Lorraine Mariner lives in London and works at The National Poetry Library, Southbank Centre. She has published two collections with Picador, “Furniture” (2009) and “There Will Be No More Nonsense” (2014) and has been shortlisted for the Forward Prize twice for Best Single Poem and Best First Collection and for the Seamus Heaney Centre Poetry Prize. She is currently working on her third collection and writing about her paternal grandparents, immigrants from Ireland and Greece, who made their home in London.
Fiona Moore Fiona Moore lives in Greenwich. Her first collection, The Distal Point, will come out from HappenStance in July 2018. Fiona’s pamphlet The Only Reason for Time (HappenStance, 2013) was chosen as one of The Guardian’s poetry books of the year. A short pamphlet, Night Letter, was shortlisted for the 2016 Michael Marks Awards. She blogs occasionally at Displacement, writes reviews (winning the Saboteur Best Reviewer Award in 2014) and was assistant editor of The Rialto for several years. She is co-editing an issue of Magma on the theme of climate change, to come out in autumn 2018.
Farah Naz was born in Bangladesh and now lives in Lewisham. She is a poet, translator, storyteller, writer and teacher. Her articles have appeared in British and Bangladeshi newspapers, and she performs with the acclaimed storytelling group ‘EAST’, whose members belong (and also transcend) the various ethnicities and religions present in London’s East End. Her Maya – Mirror of the Soul was co-written with fellow poet Ferdous Jalil and was published in 2004.
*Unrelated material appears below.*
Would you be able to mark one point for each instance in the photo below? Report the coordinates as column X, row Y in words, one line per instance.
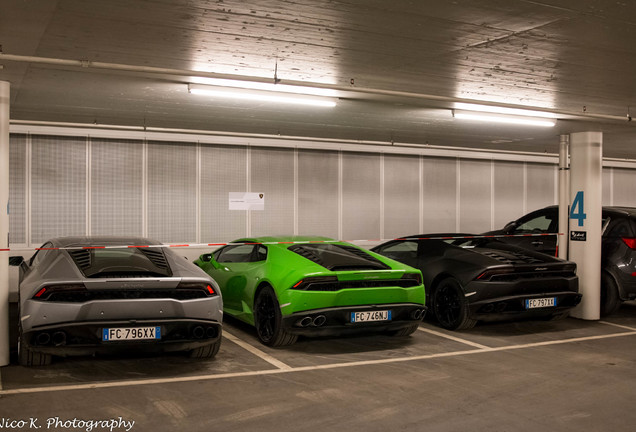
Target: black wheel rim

Kostya Tsolákis was born in Greece in 1981. He studied at the University of Warwick, graduating in History subsequently receiving an MA in Writing. In 2017 a portfolio of his work was shortlisted for ‘Primers 3’, selected by The Poetry School UK and Nine Arches Press. He writes in English while very interested in his Greek and German roots. He lives and works in London.
Stephen Watts is a poet, translator and editor with roots in the Italian Alps. He translates poetry from Arabic, Slovene and Italian and has edited a number of anthologies. Living in Whitechapel, he is very involved with the Bangladeshi culture and community of the East End. His particular interests are languages, creativity and well being and these topics are the focus of his workshops and residencies.
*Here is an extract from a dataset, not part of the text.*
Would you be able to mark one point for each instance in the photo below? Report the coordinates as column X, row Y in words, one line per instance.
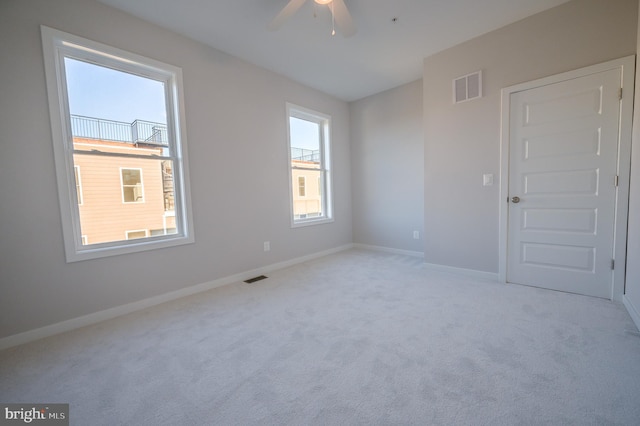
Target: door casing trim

On Wednesday March 7, storyteller Rich Sylvester and Farah Naz will facilitate three short storytelling sessions with pupils of James Wolfe Primary School. This event is not open to the public, but I’m immensely excited about it and about the collaboration with this wonderful local school.
Tuesday April 17 at 6.45 for 7
The Crypt, St Margaret’s Church, Lee Terrace, Blackheath SE13 5DL
Walt Whitman with Graham Fawcett. More details and booking information nearer the time.
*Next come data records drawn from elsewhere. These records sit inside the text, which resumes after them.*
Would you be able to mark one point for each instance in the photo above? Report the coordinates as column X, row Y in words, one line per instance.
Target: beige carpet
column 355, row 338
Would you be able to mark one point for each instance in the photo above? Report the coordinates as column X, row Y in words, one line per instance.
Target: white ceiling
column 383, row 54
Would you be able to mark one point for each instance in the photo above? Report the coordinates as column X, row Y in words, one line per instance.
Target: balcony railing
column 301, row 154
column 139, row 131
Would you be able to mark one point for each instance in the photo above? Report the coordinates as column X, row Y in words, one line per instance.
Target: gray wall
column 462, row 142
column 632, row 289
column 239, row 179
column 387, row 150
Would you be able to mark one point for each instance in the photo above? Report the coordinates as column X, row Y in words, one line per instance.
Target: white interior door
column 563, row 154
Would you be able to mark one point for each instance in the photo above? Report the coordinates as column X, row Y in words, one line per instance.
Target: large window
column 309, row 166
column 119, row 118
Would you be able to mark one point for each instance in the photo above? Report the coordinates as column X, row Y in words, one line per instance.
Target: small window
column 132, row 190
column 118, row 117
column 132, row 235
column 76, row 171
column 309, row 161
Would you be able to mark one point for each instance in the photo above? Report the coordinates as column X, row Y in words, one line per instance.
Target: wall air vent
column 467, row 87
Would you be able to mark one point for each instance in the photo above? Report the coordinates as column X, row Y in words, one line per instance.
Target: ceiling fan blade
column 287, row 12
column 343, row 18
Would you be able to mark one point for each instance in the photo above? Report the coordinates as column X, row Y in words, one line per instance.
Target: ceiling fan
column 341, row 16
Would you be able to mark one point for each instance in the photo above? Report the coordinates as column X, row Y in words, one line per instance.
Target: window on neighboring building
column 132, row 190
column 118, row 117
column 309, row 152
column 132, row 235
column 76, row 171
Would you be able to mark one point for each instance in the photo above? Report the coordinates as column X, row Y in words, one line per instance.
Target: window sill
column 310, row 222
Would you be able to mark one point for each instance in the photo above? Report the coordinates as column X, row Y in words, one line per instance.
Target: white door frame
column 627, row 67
Tuesday May 22 at 7 for 7.30
West Greenwich Library, Greenwich High Road, SE10 8NN
Cinnamon Press returns to Greenwich with a crop of four diverse poets reading from their latest collections: Frank Dullaghan, Neil Elder, Daphne Gloag and Robin Thomas.
Dates for your diaries: June 27 and October 30 (Cinnamon Press book launches), September 11 and November 13 (Gerald Manley Hopkins and Anna Akhmatova, respectively, with Graham Fawcett).
Please note: the June 27, September 11 and November 13 events will take place in the Treehouse, the lovely top floor room at the Greenwich Tavern (corner of Nevada Street and King William Walk, facing the Park).